The dawning of a new economic cycle – not really witnessed in the security of what has been the housing sector…. how are you feeling now you’ve reached September? The end of a long hot (and wet) summer and a feeling that the post-budget hangover may be waning?
So what does ‘the morning after the night before’ feel like?
Brain not quite wired correctly? A fuzziness regarding the details of the last couple of months (too much to do, too little time)? The need to pull the duvet over your head and crawl back to the land of nod?
Full of energy – new challenge, new day? Exciting opportunities in store? Where to start?
Whichever reaction, the reality of the budget announcements and resulting fall out over the summer have brought the provision of social housing into sharp focus and the choices available to RPs, positive and negative, have to be seriously addressed and thought through. The responsibility lies with the Boards and Executive teams up and down the country.

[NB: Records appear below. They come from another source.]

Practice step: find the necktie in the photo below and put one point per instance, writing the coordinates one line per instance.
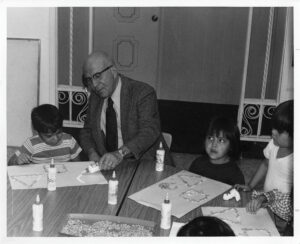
(111, 127)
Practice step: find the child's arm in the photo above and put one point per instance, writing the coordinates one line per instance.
(19, 158)
(259, 174)
(76, 159)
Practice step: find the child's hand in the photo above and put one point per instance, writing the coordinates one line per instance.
(242, 187)
(255, 204)
(23, 158)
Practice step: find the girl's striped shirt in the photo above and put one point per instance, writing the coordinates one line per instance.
(40, 152)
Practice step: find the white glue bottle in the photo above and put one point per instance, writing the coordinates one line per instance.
(160, 158)
(37, 215)
(51, 177)
(113, 190)
(166, 208)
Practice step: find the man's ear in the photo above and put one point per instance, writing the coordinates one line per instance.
(114, 71)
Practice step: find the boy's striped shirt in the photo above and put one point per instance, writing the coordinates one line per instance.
(40, 152)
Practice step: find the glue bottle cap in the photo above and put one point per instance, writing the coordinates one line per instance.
(167, 200)
(52, 163)
(37, 200)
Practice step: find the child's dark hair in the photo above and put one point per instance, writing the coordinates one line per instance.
(46, 119)
(206, 226)
(283, 118)
(230, 131)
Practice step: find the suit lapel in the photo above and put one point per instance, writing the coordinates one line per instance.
(124, 107)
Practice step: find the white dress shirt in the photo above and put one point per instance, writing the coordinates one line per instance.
(116, 99)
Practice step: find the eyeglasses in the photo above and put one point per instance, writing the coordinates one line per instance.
(87, 81)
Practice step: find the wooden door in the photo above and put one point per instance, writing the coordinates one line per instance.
(130, 36)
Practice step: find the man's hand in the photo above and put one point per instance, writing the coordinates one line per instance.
(242, 187)
(23, 158)
(255, 204)
(110, 160)
(93, 156)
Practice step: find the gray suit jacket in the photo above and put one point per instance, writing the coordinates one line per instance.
(140, 122)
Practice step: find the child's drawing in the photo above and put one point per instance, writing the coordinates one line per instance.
(60, 168)
(190, 180)
(186, 190)
(229, 215)
(26, 180)
(34, 176)
(255, 232)
(194, 195)
(168, 186)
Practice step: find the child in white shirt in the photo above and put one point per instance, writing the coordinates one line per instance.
(278, 169)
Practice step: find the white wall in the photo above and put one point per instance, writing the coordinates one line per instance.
(37, 23)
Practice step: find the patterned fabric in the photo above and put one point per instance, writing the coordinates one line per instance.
(280, 203)
(280, 170)
(40, 152)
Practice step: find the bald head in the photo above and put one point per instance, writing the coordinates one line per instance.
(99, 74)
(96, 61)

However, for most of us, the vision and values of an organisation are the place to return to when assessing the options….. what are we here for? Once you answer this, the choices, although difficult, are clearer. For most organisations it is about excellent services, quality homes for current and future customers and enabling them to ‘be the best they can be’ (borrowed from Bromford!).

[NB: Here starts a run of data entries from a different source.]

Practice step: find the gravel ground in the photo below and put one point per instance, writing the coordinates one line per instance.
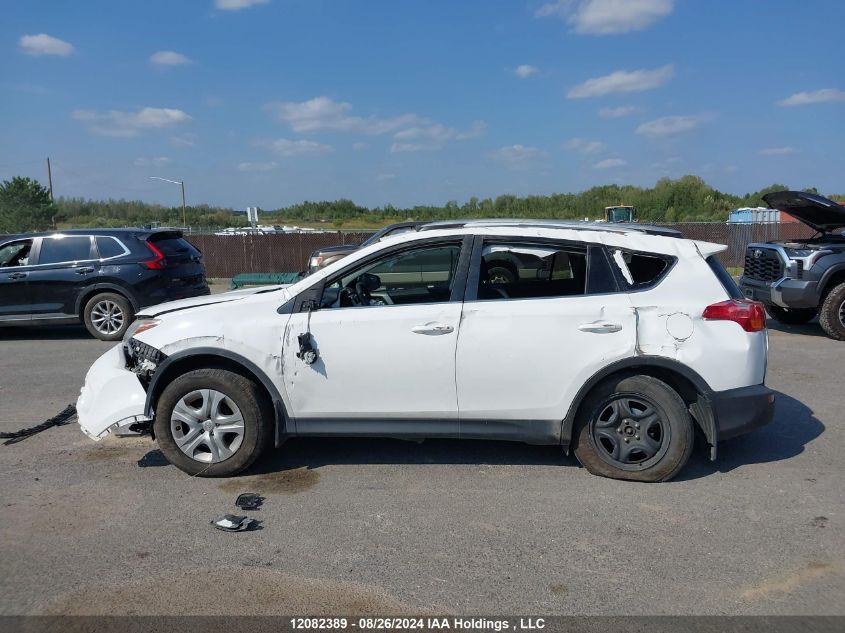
(377, 526)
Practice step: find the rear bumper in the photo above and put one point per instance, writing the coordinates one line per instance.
(785, 292)
(112, 396)
(738, 411)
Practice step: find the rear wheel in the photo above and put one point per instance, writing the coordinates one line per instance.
(107, 316)
(832, 313)
(633, 427)
(791, 316)
(212, 422)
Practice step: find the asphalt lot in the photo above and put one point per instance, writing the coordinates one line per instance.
(364, 526)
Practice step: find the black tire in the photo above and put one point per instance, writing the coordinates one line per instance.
(501, 274)
(255, 411)
(102, 326)
(791, 316)
(832, 313)
(675, 437)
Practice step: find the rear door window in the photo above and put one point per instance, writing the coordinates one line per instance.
(173, 246)
(109, 247)
(65, 249)
(15, 253)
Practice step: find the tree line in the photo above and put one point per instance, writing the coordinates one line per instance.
(25, 205)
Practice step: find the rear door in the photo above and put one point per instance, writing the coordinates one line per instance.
(183, 267)
(529, 342)
(15, 257)
(66, 264)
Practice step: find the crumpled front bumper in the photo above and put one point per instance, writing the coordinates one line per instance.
(111, 398)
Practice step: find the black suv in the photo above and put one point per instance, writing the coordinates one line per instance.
(802, 278)
(98, 276)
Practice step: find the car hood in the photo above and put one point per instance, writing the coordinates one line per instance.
(196, 302)
(815, 211)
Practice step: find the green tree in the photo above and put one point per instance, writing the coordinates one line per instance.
(24, 206)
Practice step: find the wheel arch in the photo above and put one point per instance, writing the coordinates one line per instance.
(833, 276)
(210, 357)
(100, 288)
(690, 386)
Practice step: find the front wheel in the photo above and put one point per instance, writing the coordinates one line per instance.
(633, 427)
(832, 313)
(791, 316)
(212, 423)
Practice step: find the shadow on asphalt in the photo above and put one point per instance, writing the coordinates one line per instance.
(316, 452)
(793, 427)
(45, 333)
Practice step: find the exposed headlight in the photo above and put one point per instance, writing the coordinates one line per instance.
(138, 326)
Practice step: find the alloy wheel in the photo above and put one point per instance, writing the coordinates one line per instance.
(629, 432)
(207, 426)
(107, 317)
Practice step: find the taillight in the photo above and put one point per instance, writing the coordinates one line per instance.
(158, 262)
(751, 315)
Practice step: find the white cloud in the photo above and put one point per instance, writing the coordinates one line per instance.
(127, 124)
(777, 151)
(300, 147)
(623, 81)
(584, 146)
(169, 58)
(524, 71)
(324, 114)
(669, 125)
(253, 167)
(158, 161)
(617, 113)
(183, 140)
(825, 95)
(397, 148)
(43, 44)
(605, 17)
(608, 163)
(237, 5)
(517, 156)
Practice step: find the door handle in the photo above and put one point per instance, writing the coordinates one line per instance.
(600, 327)
(432, 329)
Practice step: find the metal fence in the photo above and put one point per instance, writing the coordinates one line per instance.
(229, 255)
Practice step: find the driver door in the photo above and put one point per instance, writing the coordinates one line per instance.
(386, 348)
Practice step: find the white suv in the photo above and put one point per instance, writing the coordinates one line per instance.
(612, 341)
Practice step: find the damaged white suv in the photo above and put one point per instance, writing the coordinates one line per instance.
(612, 341)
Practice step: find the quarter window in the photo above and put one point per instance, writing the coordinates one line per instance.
(526, 271)
(15, 253)
(68, 248)
(422, 275)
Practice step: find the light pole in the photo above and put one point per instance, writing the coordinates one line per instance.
(181, 183)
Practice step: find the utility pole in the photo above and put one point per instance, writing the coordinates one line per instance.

We have heard of different approaches to tackling the reduction in income and all the other impending changes – slow or stop development, change the mix to reduce the social rent and increase the shared ownership and outright sale, smooth and change the stock investment profile, stop the community investment etc. etc.

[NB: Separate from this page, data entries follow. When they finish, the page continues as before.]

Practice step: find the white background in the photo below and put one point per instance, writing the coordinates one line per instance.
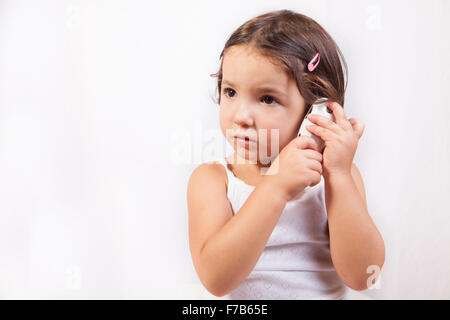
(95, 97)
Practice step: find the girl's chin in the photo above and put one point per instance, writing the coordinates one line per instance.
(252, 157)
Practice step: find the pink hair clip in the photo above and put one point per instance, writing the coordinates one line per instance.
(311, 65)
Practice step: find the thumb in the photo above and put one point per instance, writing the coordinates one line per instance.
(358, 126)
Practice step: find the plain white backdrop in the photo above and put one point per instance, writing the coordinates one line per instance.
(106, 108)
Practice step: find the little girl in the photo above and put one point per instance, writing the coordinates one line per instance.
(294, 225)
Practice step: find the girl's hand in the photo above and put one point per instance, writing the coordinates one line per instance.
(340, 138)
(296, 167)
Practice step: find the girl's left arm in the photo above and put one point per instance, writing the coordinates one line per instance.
(356, 246)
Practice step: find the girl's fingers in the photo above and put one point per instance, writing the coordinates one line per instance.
(339, 115)
(313, 154)
(324, 122)
(323, 133)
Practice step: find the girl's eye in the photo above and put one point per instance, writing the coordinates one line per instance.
(226, 90)
(269, 99)
(266, 99)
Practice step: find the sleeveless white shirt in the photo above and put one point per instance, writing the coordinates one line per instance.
(296, 262)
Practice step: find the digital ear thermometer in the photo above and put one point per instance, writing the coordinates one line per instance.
(319, 107)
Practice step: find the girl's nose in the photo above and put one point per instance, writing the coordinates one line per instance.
(243, 116)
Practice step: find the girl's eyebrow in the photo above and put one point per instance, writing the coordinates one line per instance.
(266, 88)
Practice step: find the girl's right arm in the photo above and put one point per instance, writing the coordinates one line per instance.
(226, 248)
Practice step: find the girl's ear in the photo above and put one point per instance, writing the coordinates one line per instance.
(358, 126)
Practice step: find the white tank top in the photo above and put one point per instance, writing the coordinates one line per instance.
(296, 262)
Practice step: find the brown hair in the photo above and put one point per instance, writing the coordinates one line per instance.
(291, 40)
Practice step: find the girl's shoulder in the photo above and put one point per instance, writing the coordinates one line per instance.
(210, 174)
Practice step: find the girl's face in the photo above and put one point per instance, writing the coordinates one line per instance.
(257, 96)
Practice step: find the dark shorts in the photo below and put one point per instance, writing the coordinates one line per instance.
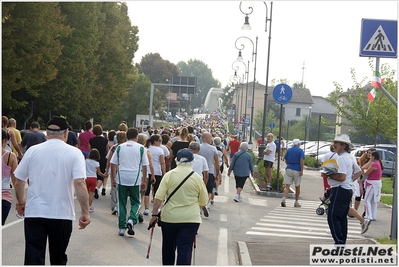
(240, 181)
(267, 164)
(91, 183)
(210, 184)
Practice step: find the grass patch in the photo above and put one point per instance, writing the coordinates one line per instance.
(387, 185)
(387, 200)
(387, 240)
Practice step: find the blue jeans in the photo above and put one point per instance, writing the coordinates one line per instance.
(338, 208)
(37, 231)
(180, 236)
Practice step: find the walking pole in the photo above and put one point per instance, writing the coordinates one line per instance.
(195, 246)
(149, 245)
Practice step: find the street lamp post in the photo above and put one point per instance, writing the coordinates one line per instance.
(248, 27)
(235, 81)
(307, 126)
(254, 54)
(246, 76)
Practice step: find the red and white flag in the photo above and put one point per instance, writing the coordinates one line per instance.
(376, 84)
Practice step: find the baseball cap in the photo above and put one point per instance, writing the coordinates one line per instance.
(184, 155)
(296, 141)
(57, 121)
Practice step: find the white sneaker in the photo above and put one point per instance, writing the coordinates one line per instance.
(130, 227)
(121, 232)
(365, 226)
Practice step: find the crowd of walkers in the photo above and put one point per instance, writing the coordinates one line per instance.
(146, 167)
(175, 170)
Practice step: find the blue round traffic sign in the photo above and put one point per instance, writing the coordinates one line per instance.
(282, 93)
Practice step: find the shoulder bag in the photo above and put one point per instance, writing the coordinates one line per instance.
(174, 191)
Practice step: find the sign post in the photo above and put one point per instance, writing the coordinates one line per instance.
(282, 94)
(379, 38)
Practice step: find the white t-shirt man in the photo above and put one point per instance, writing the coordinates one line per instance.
(346, 166)
(48, 196)
(272, 147)
(131, 157)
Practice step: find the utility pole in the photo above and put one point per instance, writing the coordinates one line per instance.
(303, 74)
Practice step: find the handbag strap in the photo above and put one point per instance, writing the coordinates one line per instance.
(174, 191)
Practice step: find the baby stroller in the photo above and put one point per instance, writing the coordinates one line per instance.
(323, 207)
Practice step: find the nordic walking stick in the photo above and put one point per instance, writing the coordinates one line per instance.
(149, 245)
(195, 246)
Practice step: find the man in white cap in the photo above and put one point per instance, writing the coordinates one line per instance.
(341, 190)
(294, 159)
(56, 172)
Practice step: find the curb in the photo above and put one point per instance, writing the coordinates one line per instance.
(243, 254)
(270, 194)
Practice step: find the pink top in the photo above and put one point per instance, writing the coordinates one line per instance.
(110, 144)
(84, 140)
(376, 174)
(6, 175)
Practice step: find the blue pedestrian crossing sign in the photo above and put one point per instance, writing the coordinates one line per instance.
(282, 93)
(379, 38)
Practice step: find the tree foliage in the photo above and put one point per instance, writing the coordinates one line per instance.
(32, 35)
(378, 117)
(68, 58)
(205, 79)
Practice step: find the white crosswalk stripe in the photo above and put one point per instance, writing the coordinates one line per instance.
(300, 222)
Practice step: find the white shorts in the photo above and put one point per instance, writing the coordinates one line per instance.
(292, 176)
(356, 189)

Not as prominent, but surely one place to start is a good hard look at how efficient you are as an organisation. My experience from within the private sector and comparing the two is that some have tackled this issue but a significant number have not. What is stopping you? The board should be asking the question and not shy away from the difficult decisions, 10% – 20% out of operating costs is achievable and should be on the agenda now.
Likewise, the question of independence. Are you better remaining independent, managing through the next few years with reduced ability to really make a difference, and for some just surviving is the objective with no flexibility if conditions remain the same or worsen after 2020? Be proactive, work out your strategy and whether remaining independent fulfils your mission and purpose and even if it does, good practice dictates, that when there is a fundamental shift in the operating environment you should review your position.
So, things to do, decisions to make.
Is social housing dead? No, I don’t think so, but the choice is yours.